Moving to Tulsa in 1971, to become a student at Oral Roberts University, Carlton was invited by Oral Roberts himself to join the World Action Singers on his nationally-aired TV specials, eventually becoming an associate evangelist with the Oral Roberts Evangelistic Association in 1975.
In 1977, Carlton launched his own ministry, Higher Dimensions, Inc., traveling the country with a small ministry team. In 1981, with the help of his college roommate, Gary McIntosh, Carlton started Higher Dimensions Evangelistic Center, with 75 people attending its first service in Jenks, Oklahoma. Quickly outgrowing the small, storefront location in Jenks.
Higher Dimensions eventually settled at 8621 South Memorial Drive in Tulsa, becoming an integrated, multi-ethnic, cross-cultural congregation of more than 5,000 members.

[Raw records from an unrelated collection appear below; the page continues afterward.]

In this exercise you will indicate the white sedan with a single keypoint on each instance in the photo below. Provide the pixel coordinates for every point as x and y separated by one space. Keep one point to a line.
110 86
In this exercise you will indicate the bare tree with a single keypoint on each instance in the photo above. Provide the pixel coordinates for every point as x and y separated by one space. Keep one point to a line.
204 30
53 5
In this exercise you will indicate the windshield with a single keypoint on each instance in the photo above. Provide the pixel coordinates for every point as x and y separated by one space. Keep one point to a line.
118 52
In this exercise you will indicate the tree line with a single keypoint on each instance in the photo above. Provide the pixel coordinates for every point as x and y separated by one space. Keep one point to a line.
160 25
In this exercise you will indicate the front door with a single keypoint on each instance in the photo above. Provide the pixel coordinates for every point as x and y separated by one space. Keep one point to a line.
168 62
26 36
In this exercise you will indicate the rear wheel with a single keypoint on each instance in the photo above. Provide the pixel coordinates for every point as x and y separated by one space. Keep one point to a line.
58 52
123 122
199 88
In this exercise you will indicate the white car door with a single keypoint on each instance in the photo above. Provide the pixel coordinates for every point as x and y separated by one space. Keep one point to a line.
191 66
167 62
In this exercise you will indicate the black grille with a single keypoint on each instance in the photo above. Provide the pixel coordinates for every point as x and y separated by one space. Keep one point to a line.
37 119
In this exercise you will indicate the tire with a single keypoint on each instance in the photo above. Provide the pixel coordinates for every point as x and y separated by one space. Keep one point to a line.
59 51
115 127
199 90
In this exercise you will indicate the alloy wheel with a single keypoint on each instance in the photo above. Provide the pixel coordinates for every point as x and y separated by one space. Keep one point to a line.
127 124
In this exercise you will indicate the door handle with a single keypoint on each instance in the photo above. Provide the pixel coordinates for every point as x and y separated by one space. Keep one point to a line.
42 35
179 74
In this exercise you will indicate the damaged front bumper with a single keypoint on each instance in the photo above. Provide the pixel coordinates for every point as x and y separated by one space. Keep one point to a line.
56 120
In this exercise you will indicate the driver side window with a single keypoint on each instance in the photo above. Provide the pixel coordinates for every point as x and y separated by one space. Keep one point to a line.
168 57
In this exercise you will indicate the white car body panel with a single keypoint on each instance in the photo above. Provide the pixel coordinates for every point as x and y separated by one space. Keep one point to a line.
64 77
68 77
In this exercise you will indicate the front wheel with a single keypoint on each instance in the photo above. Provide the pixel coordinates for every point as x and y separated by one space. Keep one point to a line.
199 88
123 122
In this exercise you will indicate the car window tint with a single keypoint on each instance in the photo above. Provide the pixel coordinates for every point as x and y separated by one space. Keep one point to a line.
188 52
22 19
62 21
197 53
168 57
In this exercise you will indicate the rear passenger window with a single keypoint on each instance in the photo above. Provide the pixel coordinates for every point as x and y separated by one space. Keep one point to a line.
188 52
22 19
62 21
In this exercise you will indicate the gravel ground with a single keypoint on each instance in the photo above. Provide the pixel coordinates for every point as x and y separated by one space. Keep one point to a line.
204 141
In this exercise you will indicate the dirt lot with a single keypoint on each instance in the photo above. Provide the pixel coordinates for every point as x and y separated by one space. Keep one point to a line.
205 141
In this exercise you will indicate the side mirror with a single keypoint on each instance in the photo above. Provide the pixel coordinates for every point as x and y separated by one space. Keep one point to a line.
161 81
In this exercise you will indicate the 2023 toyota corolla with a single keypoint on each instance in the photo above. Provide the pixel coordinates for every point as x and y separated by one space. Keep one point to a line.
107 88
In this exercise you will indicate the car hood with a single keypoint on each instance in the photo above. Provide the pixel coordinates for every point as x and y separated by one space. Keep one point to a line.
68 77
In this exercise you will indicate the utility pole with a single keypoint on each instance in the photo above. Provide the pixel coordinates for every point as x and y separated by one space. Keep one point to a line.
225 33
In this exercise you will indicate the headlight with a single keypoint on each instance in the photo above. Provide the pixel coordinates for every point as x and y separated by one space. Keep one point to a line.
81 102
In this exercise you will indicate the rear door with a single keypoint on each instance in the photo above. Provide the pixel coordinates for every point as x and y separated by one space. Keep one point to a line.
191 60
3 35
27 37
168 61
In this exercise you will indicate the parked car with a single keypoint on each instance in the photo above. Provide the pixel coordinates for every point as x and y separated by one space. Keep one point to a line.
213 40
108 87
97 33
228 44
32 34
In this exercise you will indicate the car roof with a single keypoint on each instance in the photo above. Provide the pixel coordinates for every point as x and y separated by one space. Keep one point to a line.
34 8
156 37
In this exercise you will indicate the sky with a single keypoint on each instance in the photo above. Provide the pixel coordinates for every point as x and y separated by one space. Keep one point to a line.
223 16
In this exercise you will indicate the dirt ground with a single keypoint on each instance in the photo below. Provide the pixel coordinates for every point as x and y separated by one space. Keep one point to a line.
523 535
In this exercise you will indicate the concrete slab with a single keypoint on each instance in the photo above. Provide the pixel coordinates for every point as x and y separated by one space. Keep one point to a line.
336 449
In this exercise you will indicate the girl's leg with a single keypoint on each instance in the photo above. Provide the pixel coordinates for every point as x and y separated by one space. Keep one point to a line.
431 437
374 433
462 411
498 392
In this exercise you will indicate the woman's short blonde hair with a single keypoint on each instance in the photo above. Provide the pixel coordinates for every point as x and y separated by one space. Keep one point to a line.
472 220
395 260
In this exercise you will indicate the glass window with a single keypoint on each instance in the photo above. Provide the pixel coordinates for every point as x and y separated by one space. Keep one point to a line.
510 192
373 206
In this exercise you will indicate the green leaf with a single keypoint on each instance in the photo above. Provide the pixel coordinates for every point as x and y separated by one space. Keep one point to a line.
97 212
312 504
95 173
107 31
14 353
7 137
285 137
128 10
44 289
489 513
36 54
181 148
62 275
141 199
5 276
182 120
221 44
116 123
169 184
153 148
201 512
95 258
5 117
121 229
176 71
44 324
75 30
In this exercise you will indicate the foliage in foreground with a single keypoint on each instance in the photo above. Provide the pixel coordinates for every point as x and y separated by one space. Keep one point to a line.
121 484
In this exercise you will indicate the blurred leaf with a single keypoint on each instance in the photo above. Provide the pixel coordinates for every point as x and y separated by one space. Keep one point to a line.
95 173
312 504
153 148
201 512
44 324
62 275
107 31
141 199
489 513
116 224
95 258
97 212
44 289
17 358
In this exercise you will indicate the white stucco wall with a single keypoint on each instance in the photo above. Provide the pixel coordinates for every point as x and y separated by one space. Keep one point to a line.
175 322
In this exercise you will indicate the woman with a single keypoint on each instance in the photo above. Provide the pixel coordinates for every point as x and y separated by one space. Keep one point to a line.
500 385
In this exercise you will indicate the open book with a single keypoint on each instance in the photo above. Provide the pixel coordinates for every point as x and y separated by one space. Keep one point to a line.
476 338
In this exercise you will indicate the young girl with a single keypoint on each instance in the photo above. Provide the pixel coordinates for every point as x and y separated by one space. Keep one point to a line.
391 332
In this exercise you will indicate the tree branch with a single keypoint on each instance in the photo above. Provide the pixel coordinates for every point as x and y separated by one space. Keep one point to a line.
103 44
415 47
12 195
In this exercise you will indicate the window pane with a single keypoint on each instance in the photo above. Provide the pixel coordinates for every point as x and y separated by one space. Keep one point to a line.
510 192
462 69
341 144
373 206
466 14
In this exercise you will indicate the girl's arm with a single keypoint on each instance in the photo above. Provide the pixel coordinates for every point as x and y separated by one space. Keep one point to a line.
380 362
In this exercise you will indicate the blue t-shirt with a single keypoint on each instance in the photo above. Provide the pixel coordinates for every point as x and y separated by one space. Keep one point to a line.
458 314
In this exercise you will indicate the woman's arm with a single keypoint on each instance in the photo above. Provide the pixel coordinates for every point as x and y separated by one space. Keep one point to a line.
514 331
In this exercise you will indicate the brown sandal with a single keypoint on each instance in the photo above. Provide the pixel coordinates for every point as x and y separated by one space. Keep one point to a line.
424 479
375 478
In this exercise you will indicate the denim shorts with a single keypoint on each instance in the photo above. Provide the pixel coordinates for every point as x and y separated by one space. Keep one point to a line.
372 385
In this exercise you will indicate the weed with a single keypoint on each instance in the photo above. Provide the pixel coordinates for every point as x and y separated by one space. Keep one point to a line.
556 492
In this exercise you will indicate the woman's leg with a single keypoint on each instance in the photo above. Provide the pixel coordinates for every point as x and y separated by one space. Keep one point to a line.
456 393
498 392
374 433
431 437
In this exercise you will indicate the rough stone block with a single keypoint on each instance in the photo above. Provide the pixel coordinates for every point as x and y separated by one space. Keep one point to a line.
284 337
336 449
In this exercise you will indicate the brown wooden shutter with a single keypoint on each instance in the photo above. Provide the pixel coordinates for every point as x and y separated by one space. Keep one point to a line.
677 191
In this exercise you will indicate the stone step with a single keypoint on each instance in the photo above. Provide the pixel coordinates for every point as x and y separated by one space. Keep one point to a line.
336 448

A national television program launched in the mid-1980s, “Everything’s Gonna Be All Right,” expanded Carlton’s outreach to a national and international audience, becoming at that time one of only two African American preachers with a nationwide television ministry.
His annual AZUSA Conference, begun in 1988, became an international movement, giving national exposure to a number of preachers and gospel singers, bringing together believers of all denominations, cultures, races and walks of life. The annual conference attracted as many as 70,000 people to Tulsa each year, generating tens of millions of dollars to the Tulsa economy during the week-long conference, as well as smaller weekend conferences held across the country each year, such as Los Angeles, Atlanta, Philadelphia, San Jose, Tacoma, Buffalo and even Durban, South Africa.
His “Live at AZUSA” albums were nominated for multiple Dove and Stellar Awards, winning three Stellar Awards for “Carlton Pearson Live at AZUSA 2: Precious Memories.”
On the opening night of AZUSA ‘96, a group of pastors and bishops recognized his leadership by declaring him “a bishop in the Lord’s church.” The opening night of the following year’s conference, Bishop Carlton Pearson was officially consecrated in an ecclesiastical ceremony as the Presiding Bishop of the AZUSA Interdenominational Fellowship of Christian Churches and Ministries, establishing oversight of thousands of churches and ministries all over the world.
He gave counsel to multiple U. S. Presidents, as well as a number of international presidents, kings and other leaders, who were won over by his intelligence, charm, humor and kindness.
At the height of his popularity, Bishop Pearson had a shift in his theological beliefs, and began to preach that Jesus did not just die for and save Christians, but for all mankind, and that no one goes to hell as we’ve known it. This became known as “The Gospel of Inclusion,” a form of Christian theology known as universalism. This shift in belief caused churches, upon whose stages he once frequented, to close their doors to him, shut down his annual conference and caused his church to dwindle from thousands to only dozens.
His theological shift was dramatized in a major motion picture, Netflix’s “Come Sunday,” starring Chiwetel Ejiofor (12 Years A Slave), Danny Glover (The Color Purple, Lethal Weapon), LaKeith Stanfield (Judas and the Black Messiah, Atlanta) and Martin Sheen (Apocalypse Now, The West Wing).
Carlton’s message and example of unconditional love, though it gained him the moniker of “heretic” by some in the Christian church, had a whole new world opened to him as a result. Non-Christians, as well as Christians who had left the church as a result of church hurts, abuse, hypocrisy, etc., loved the new message of love, healing and restoration. He leaves a legacy of love through the multiplied thousands of lives he touched during his time on earth and the impartation of grace and mercy he preached and exhibited to everyone he encountered.
The Pearson family would like to thank everyone for their prayers and continued support. They ask for and appreciate privacy during this challenging time. Services are pending.
Editor’s note: This post has been updated.